Bild: Eine Frau geht an einem pro-europäischen Graffito in Tbilissi entlang, 25.9.2025 (IMAGO / NurPhoto)
Als die Europäische Kommission Anfang November 2025 ihren jährlichen Erweiterungsbericht vorstellte, fiel das Urteil über Georgien ungewöhnlich scharf aus. Die Erweiterungskommissarin Marta Kos sprach von einem Beitrittskandidaten „in name only“ – nur dem Namen nach. Das Land, das einst als demokratischer Hoffnungsträger der Östlichen Partnerschaft galt, habe in nahezu allen Bereichen der Rechtsstaatlichkeit und politischen Teilhabe schwere Rückschritte erlitten. Die Liste ist lang: Repressionen gegen politische Gegner, Einschränkung von Bürgerrechten, Missachtung rechtsstaatlicher Prinzipien, fortschreitender Abbau institutioneller Unabhängigkeit. Das EU-Reformprogramm, das Rechtsstaatlichkeit, die Unabhängigkeit der Medien, die Korruptionsbekämpfung und eine Deoligarchisierung vorsieht, wurde in keinem der Punkte erfüllt. Noch vor wenigen Jahren schien Georgien auf einem stabilen europäischen Weg. Heute befindet es sich mitten in einem autoritären Umbau.

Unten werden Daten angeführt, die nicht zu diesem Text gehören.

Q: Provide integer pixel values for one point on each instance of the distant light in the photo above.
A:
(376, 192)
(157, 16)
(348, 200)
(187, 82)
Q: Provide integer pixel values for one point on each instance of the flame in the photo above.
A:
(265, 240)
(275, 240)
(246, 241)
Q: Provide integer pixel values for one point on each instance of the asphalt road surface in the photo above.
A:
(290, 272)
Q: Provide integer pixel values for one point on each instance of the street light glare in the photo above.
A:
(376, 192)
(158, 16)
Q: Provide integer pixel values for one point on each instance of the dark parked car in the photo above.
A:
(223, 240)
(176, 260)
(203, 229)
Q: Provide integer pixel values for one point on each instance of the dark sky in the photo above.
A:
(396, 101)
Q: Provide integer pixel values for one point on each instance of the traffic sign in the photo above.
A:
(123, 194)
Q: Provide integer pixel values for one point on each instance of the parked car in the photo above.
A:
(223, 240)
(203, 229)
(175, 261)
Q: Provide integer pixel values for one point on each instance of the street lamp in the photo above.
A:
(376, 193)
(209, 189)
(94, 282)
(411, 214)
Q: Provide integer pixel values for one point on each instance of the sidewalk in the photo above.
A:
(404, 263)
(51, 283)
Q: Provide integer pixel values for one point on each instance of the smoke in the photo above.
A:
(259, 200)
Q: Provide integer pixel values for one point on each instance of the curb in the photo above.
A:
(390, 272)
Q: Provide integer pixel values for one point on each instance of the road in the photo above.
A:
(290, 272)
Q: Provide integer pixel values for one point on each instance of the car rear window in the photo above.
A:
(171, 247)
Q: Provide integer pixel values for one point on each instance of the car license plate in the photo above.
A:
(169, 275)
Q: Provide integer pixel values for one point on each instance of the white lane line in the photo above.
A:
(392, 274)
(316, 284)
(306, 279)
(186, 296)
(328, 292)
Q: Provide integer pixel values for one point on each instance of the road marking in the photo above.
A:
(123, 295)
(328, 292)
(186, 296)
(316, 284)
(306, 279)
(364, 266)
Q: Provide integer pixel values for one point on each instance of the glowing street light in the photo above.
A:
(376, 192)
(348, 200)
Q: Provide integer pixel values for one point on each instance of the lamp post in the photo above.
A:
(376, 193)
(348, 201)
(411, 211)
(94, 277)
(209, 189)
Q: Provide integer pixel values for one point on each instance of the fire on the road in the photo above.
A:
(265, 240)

Seit den manipulierten Parlamentswahlen[1] im Oktober 2024 herrscht in dem Land ein System, das sich formal demokratischer Formen bedient, in dem faktisch aber die Macht in den Händen einer Oligarchie konzentriert ist. Träger dieser Entwicklung ist die seit 2012 regierende Partei „Georgischer Traum“ (GD), gegründet vom Milliardär Bidsina Iwanischwili.